# Brand new mini split having issues



## WyrTwister (Jul 22, 2013)

The 2 mini splits we installed at our home had a short length of small and large copper refrigeration lines attached to the indoor unit . The remainder of the 2 lines attached there using flares on the copper lines and flare nuts . These flare nuts need to be torqued to the specified amount . Same where the 2 lines attach at the condenser unit .

Did you examine the connections at all 4 flare nuts ? This would involve opening up the insulation at the connection to the indoor unit piping .

A refrigeration gauge needs to be connected to the unit . Mine have only one fitting to attach a hose , at the service fitting for the large line .

I suspect you either have a leak ( look for the presence of leaked refrigeration oil ) .

I hope your friend did not connect the lines by brazing / silver soldering them . This is discouraged . If it has to be done , dry nitrogen must be flowed through the lines while brazing , silver soldering .

If you have a leak , the refrigerant needs to be reclaimed and stored . Fix the leak . Pressure test it . Vacuum the system . Weigh in the refrigerant & if your lines are shorter than the " standard amount " for your system . Subtracting or adding the specified amount , per foot , for the discrepancy in the length of the line set .

Some will criticize , but I use Nylog Blue on all the sealing surfaces of the flare fittings .

I suspect you will need R410a refrigerant . Mine do .

God bless
Wyr


----------



## Bitters (May 28, 2014)

Sounds like a restriction. Make sure the high side service valve is opened all the way.


----------



## WyrTwister (Jul 22, 2013)

*Oops .*



WyrTwister said:


> The 2 mini splits we installed at our home had a short length of small and large copper refrigeration lines attached to the indoor unit . The remainder of the 2 lines attached there using flares on the copper lines and flare nuts . These flare nuts need to be torqued to the specified amount . Same where the 2 lines attach at the condenser unit .
> 
> Did you examine the connections at all 4 flare nuts ? This would involve opening up the insulation at the connection to the indoor unit piping .
> 
> ...


 Sorry for the oops . Mine use R410a . Mine are OK & do not , to my knowledge , need refrigerant .

God bless
Wyr


----------



## roughneck (Nov 28, 2014)

Is their refrigerant in the system? How many microns did the system get evacuated to? What was the test pressure during the leak check, and how long did it hold?


----------



## supers05 (May 23, 2015)

Both lines will be low pressure on mini splits. Sounds like a leak. 

Cheers!


----------



## WyrTwister (Jul 22, 2013)

My understanding is the expansion device on a MS is inside the condenser unit . So , in cooling mode , I can see where the small line might not be as high pressure as in a traditional split system . But It seems to me it would probably be higher than at the large line ?

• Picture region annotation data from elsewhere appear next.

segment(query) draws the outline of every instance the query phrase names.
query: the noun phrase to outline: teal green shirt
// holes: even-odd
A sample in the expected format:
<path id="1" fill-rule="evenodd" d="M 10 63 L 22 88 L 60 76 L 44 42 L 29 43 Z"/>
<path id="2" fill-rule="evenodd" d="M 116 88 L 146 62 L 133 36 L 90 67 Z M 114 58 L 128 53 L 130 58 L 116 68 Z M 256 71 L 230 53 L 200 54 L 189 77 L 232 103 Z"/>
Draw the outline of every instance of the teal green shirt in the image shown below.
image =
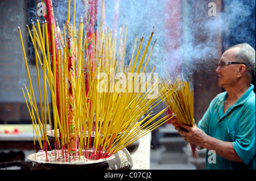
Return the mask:
<path id="1" fill-rule="evenodd" d="M 228 94 L 217 95 L 199 121 L 198 127 L 208 135 L 232 142 L 236 153 L 245 163 L 231 161 L 207 150 L 205 169 L 255 169 L 255 96 L 251 86 L 223 114 Z"/>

All this , being in cooling cycle .

My understanding is in heat mode , the high pressure gas flows from the condenser unit to the indoor unit via the large line ? So , in those circumstances , would the large line be high pressure ?

God bless
Wyr


----------



## TraumaMedic (Aug 22, 2015)

Thanks for the fast responses! He didn't use nitrogen but he deep vacuumed the unit down to around 150 microns if I remember right. The vacuum was held for roughly 30 minutes with no changes so we assumed that the system was free of leaks. There is refrigerant in the system unless it leaked out but there is no oil, bubbles or any sign of a leak at any of the connections. 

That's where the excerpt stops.